Hyde-Smith succeeds Cochran on US Senate ag committee

Sen. Cindy Hyde-Smith, R-Mississippi, is the newest member of the U.S. Senate Committee on Agriculture, Nutrition and Forestry.

Sen. Cindy Hyde-Smith | Photo courtesy of the Senate Committee on Agriculture, Nutrition and Forestry
Sen. Cindy Hyde-Smith | Photo courtesy of the Senate Committee on Agriculture, Nutrition and Forestry

Sen. Cindy Hyde-Smith, R-Mississippi, is the newest member of the U.S. Senate Committee on Agriculture, Nutrition and Forestry.

She fills the void left in both the Senate and its agriculture committee after longtime Sen. Thad Cochran, also a Republican from Mississippi, resigned on April 1 because of health problems.

Cochran had been a member of the agriculture committee since 1978, and he served the committee at different times as both the chairman and ranking member.

Hyde-Smith was appointed by Mississippi Gov. Phil Bryant to fill Cochran’s seat, and she was sworn into office on April 9.

Prior to her appointment to the U.S. Senate, Hyde-Smith was the Mississippi commissioner of agriculture and commerce. She was elected to that position in 2011 and re-elected in 2015. Before her stint as agriculture commissioner, Hyde-Smith served as a member of the Mississippi State Senate for 12 years. Eight of those years were spent as the chairperson of the state’s senate agriculture committee.
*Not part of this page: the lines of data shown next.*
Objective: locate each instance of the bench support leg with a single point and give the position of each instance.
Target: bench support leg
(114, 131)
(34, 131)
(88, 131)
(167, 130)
“I’m delighted we have another farmer on the Senate agriculture committee,” said Sen. Pat Roberts, R-Kansas, who chairs the committee. “I look forward to working with Sen. Hyde-Smith as we continue to write the farm bill. Her firsthand agriculture knowledge and boots-on-the ground experience are a welcome addition to the committee.

Hyde-Smith and her husband, Mike, raise beef cattle. They are also partners in a local stockyard auction in Brookhaven.

Hyde-Smith will serve on the Subcommittee on Commodities, Risk Management, and Trade; the Subcommittee on Rural Development and Energy; and the Subcommittee on Conservation, Forestry, and Natural Resources. 

Special election coming

A special election to fill Cochran’s vacated Senate seat on a more permanent basis will be held on November 6. She will be one of five candidates seeking election. Also running is former U.S. Secretary of Agriculture Mike Espy. Espy serve in that capacity during the first two years of the Bill Clinton presidency. Prior to that, he was a member of the U.S. House of Representatives from 1987 to 1993.